Berkman: This is a book about family, identity and the search for belonging, which I think anyone can relate to. Yes, there’s the appeal of North Korea and random stories of kidnappings and North Korean players singing K-pop songs with risqué lyrics and scarfing down McDonald’s as they snuck away from the watchful eyes of government officials. But at its heart you have this team with a makeup unlike any other history, and they are all trying to find their place in the world. On this Olympic journey, they find that meaning together.
Below is an excerpt of the first chapter in Berkman’s book, A Team of Their Own.
Sojung had just allowed all eight goals in Korea’s Olympic debut in women’s hockey. The game had drawn global interest and created one of the most surreal atmospheres in sports history thanks to its political undertones and unprecedented intermingling of North and South Koreans in the crowd and on the ice. But all Sojung could think about was the 8–0 loss to Switzerland, which she felt responsible for. Throughout her life, Sojung was an Atlas-like figure on South Korea’s women’s hockey team, carrying the program’s destiny on her shoulders.
A blowout was not how Sojung envisioned the script playing out when, eighteen years before, at the precocious age of nine, she began skating with South Korea’s national hockey team, dreaming of one day representing her country in the Olympics. Sojung may have been the only child in South Korea to concoct such an ambition at the time. She was the rarest of species in her homeland—a young, naturally talented female hockey player.
Sojung had only begun training two years earlier, when she was seven. In Seoul’s plentiful street markets, one can find almost anything from fishing tackle to parts for knockoff watches. However, hockey equipment, particularly for children, was as rare in the city as red diamonds. During her first practices, Sojung’s head bobbled around loosely inside her oversized adult helmet and the blade of her stick was bigger than her legs, but the quiet, only child of Seol Kyoungrang and Shin Kwangsik was never happier than when inside a rink, stopping shots coming from men more than twice her size. To this day, written on Sojung’s bedroom wall is the phrase “Life is simple. Eat sleep play hockey.”

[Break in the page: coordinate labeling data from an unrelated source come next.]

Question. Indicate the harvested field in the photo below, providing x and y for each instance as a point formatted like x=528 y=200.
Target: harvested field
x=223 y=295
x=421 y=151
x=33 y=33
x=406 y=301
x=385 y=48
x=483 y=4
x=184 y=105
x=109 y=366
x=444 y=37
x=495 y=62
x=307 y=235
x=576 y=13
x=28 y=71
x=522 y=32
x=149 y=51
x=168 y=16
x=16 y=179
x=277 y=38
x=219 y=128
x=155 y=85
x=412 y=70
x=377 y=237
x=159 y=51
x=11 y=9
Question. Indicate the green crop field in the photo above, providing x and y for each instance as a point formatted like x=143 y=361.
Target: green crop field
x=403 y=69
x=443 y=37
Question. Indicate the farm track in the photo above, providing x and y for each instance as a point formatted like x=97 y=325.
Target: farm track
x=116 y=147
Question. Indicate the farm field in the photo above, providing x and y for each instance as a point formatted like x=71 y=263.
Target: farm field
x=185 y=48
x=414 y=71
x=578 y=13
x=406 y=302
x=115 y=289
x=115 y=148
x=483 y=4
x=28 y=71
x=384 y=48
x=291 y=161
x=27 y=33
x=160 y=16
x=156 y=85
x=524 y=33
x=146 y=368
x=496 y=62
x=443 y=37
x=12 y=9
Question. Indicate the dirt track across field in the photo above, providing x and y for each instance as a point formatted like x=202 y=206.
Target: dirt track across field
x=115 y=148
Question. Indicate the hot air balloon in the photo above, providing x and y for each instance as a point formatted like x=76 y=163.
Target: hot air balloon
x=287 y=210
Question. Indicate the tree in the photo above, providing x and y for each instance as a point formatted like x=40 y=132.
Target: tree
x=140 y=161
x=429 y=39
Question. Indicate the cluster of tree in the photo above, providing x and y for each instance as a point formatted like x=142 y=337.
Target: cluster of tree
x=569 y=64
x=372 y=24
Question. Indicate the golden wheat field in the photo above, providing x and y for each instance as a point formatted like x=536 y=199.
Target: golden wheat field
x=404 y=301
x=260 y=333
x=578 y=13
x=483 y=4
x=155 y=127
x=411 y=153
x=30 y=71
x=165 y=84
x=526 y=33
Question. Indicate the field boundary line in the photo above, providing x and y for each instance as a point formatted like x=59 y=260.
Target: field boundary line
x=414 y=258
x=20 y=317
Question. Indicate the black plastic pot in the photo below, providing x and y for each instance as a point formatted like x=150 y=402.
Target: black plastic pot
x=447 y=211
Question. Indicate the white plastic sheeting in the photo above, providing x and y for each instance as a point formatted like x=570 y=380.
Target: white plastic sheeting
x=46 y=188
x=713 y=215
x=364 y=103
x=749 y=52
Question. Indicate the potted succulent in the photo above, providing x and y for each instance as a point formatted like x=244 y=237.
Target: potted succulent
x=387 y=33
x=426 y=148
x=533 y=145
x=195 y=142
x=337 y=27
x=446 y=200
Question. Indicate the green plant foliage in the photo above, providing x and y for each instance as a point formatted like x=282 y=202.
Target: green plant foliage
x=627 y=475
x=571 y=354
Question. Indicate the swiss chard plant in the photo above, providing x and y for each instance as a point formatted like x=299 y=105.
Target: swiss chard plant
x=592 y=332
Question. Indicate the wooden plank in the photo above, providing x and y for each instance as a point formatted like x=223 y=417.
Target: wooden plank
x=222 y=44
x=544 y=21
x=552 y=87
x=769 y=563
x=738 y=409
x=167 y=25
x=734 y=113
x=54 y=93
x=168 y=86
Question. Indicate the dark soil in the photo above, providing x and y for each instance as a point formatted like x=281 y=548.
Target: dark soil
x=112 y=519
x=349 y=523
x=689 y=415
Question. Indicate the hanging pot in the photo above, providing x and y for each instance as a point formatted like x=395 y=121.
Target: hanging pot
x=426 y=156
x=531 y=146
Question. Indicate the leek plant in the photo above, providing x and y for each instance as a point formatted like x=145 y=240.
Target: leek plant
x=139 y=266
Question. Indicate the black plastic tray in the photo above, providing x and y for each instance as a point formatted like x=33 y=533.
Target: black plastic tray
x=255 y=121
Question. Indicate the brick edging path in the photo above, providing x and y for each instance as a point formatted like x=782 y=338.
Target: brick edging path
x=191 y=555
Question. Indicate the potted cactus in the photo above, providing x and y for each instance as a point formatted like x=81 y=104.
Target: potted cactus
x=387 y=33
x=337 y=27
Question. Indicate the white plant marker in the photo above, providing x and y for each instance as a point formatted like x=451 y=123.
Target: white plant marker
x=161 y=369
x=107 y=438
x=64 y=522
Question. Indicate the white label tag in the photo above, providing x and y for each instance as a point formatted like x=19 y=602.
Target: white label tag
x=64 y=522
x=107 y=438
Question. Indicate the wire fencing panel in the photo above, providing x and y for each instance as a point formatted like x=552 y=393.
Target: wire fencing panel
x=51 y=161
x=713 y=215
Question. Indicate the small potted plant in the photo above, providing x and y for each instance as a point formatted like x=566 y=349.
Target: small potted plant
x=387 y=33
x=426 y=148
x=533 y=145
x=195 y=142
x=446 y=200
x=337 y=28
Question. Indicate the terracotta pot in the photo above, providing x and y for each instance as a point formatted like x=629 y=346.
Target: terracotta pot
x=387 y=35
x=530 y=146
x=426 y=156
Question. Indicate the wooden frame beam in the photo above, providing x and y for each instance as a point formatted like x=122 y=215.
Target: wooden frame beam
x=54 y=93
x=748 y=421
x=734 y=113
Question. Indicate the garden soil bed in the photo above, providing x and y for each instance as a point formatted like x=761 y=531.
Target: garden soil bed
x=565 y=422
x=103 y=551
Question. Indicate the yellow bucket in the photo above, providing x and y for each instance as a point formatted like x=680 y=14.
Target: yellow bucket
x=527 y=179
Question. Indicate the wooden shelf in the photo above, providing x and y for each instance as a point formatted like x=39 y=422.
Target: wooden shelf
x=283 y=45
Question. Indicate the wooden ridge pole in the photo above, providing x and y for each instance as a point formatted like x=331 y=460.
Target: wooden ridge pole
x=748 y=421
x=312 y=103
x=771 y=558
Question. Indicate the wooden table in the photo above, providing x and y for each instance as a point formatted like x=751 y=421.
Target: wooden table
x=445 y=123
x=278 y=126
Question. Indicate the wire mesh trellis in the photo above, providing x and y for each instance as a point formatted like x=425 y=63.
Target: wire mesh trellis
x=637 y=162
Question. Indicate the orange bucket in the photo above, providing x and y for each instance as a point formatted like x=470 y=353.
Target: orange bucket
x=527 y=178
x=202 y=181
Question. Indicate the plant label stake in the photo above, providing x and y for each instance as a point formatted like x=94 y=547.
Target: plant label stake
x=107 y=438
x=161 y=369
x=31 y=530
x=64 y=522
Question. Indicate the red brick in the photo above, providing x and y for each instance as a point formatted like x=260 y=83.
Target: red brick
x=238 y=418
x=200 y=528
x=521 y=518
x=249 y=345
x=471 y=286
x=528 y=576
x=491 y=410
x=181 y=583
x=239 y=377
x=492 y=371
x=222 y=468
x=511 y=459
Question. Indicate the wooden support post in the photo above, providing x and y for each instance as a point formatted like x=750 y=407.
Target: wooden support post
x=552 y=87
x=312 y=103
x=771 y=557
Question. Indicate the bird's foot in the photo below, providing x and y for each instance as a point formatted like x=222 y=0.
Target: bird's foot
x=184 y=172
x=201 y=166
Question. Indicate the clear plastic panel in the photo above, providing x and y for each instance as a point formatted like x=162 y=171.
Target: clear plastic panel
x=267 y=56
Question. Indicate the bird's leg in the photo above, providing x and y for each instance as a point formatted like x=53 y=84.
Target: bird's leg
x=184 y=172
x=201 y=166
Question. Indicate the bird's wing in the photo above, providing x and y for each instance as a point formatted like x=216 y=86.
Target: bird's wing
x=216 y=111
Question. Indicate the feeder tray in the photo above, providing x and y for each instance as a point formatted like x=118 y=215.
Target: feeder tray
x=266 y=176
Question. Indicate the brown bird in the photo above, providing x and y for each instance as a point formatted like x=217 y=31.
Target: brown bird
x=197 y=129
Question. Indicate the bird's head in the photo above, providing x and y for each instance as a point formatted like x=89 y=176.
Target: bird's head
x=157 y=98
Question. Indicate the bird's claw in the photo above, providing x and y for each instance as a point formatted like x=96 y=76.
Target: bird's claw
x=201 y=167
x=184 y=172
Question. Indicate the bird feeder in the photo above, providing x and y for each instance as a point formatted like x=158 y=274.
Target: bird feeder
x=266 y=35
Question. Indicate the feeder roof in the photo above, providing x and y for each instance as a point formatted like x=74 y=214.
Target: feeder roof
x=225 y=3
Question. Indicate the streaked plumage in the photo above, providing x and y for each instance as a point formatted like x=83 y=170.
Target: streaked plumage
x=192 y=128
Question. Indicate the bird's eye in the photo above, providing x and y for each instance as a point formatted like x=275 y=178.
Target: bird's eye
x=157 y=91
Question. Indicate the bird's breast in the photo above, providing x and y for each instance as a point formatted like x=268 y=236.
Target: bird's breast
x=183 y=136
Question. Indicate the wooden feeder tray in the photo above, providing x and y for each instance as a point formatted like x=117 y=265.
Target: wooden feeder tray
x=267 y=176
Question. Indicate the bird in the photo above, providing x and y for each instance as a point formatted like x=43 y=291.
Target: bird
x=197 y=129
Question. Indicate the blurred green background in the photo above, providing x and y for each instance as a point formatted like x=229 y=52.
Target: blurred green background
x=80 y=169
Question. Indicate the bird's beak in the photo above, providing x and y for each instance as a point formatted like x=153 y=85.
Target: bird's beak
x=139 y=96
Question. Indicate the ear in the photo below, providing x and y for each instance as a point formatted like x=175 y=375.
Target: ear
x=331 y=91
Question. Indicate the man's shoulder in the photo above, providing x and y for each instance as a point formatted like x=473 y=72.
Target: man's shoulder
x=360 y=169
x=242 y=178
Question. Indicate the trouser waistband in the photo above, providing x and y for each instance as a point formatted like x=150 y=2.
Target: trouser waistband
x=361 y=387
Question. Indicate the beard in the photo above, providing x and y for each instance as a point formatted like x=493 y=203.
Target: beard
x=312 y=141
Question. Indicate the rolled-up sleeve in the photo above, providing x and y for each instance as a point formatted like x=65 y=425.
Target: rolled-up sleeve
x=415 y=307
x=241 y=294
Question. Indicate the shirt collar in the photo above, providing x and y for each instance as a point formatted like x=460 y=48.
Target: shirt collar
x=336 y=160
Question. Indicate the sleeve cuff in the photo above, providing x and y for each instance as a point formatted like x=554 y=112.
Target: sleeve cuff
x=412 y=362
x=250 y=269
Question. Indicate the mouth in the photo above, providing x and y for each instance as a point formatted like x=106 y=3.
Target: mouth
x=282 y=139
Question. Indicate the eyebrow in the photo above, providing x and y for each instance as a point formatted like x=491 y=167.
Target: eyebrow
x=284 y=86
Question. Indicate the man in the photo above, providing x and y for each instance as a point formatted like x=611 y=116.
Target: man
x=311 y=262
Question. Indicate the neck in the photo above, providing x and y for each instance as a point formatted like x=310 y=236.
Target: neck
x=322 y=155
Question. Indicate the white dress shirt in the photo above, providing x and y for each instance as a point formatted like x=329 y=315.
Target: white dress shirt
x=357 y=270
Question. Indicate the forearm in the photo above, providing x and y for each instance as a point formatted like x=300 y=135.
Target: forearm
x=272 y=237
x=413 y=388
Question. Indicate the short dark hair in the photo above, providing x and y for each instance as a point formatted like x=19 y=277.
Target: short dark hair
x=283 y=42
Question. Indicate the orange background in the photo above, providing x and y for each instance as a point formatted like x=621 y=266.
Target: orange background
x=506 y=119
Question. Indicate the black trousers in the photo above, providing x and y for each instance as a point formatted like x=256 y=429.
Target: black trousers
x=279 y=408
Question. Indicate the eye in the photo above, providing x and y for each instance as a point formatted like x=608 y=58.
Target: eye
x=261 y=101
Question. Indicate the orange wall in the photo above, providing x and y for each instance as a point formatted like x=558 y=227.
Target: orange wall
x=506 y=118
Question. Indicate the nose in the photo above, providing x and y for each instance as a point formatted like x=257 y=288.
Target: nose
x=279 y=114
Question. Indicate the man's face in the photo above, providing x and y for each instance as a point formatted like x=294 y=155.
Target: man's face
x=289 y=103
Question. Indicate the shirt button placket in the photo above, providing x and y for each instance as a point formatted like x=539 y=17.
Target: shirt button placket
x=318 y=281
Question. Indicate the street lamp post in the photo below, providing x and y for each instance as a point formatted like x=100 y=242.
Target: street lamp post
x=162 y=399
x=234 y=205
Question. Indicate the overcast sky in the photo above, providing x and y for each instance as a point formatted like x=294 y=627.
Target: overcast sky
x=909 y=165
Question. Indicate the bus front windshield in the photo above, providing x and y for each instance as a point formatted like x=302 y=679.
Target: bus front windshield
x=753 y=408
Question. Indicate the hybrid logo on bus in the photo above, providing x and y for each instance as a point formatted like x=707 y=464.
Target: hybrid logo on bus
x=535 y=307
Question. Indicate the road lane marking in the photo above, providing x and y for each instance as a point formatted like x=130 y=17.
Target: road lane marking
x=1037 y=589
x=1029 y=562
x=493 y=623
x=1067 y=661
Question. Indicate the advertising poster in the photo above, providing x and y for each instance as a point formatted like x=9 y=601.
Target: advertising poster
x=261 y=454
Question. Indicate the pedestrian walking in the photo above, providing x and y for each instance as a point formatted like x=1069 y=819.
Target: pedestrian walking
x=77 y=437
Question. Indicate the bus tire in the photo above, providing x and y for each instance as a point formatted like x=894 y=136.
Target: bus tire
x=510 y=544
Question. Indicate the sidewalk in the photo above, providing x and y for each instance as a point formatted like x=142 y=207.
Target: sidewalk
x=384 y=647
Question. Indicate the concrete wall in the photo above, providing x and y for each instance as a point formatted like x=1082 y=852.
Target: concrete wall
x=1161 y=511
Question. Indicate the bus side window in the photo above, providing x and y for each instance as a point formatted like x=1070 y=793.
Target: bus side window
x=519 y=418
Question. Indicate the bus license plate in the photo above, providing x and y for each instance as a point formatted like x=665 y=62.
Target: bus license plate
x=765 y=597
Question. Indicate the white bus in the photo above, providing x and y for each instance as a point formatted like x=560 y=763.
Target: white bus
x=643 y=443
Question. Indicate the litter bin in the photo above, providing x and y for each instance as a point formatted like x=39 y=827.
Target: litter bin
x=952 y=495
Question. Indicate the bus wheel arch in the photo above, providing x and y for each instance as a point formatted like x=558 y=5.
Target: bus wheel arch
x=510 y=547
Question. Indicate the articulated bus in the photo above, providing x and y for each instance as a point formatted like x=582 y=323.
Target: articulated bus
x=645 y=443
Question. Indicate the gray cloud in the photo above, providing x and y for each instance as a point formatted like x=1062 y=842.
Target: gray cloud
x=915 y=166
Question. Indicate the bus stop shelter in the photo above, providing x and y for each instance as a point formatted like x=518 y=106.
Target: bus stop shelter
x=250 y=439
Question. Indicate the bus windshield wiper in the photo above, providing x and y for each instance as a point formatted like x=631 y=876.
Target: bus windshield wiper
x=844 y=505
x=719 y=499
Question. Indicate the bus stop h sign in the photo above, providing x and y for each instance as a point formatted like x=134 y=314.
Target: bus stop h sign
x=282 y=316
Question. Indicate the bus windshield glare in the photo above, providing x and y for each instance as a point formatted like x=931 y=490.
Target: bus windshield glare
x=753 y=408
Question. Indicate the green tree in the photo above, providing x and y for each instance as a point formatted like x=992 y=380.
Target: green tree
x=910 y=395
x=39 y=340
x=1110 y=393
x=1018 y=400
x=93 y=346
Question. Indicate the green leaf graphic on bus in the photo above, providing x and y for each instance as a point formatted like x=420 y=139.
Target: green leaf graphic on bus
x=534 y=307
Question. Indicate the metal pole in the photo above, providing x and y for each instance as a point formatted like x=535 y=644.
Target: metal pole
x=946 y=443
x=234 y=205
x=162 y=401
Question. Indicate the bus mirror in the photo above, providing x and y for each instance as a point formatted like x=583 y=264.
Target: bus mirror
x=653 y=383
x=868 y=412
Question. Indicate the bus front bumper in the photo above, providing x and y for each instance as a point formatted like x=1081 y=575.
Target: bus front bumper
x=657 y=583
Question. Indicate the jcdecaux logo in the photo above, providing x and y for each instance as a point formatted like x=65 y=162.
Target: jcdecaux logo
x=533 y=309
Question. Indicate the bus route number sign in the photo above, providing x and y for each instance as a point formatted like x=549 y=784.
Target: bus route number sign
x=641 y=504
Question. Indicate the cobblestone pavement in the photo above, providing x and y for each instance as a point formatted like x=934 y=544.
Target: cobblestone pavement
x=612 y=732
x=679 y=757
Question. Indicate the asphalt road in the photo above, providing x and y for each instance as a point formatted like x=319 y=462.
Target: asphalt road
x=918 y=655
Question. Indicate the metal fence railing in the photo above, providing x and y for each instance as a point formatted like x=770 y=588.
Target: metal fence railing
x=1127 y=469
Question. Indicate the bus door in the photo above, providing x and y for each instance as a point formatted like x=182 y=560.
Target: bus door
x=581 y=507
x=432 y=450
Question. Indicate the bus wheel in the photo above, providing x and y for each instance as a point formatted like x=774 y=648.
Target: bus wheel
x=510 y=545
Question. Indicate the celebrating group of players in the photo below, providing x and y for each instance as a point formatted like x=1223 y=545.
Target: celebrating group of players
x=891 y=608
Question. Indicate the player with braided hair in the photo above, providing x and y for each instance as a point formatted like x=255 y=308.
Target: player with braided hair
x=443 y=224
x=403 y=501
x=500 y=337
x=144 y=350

Sojung had barely turned fourteen when she made her debut for South Korea in 2004. She was so small that it seemed to be a competitive disadvantage to have her stand in goal, so she spent a majority of her time at forward. Some of her teammates were more than twice her age, but did not have a speck of Sojung’s talent.
When South Korea formed its first women’s national hockey team for the 1999 Asian Winter Games, the only requirement was that a candidate be female. They were mostly former figure skaters or speed skaters who had never picked up a stick. The goalie was a former field hockey player, and even included among their ranks was a defector from North Korea who had been a star for her former country’s women’s national team. South Korea’s first women’s hockey teams were groups of misfits, the Bad News Bears on ice. But Sojung always wanted them to be known as more.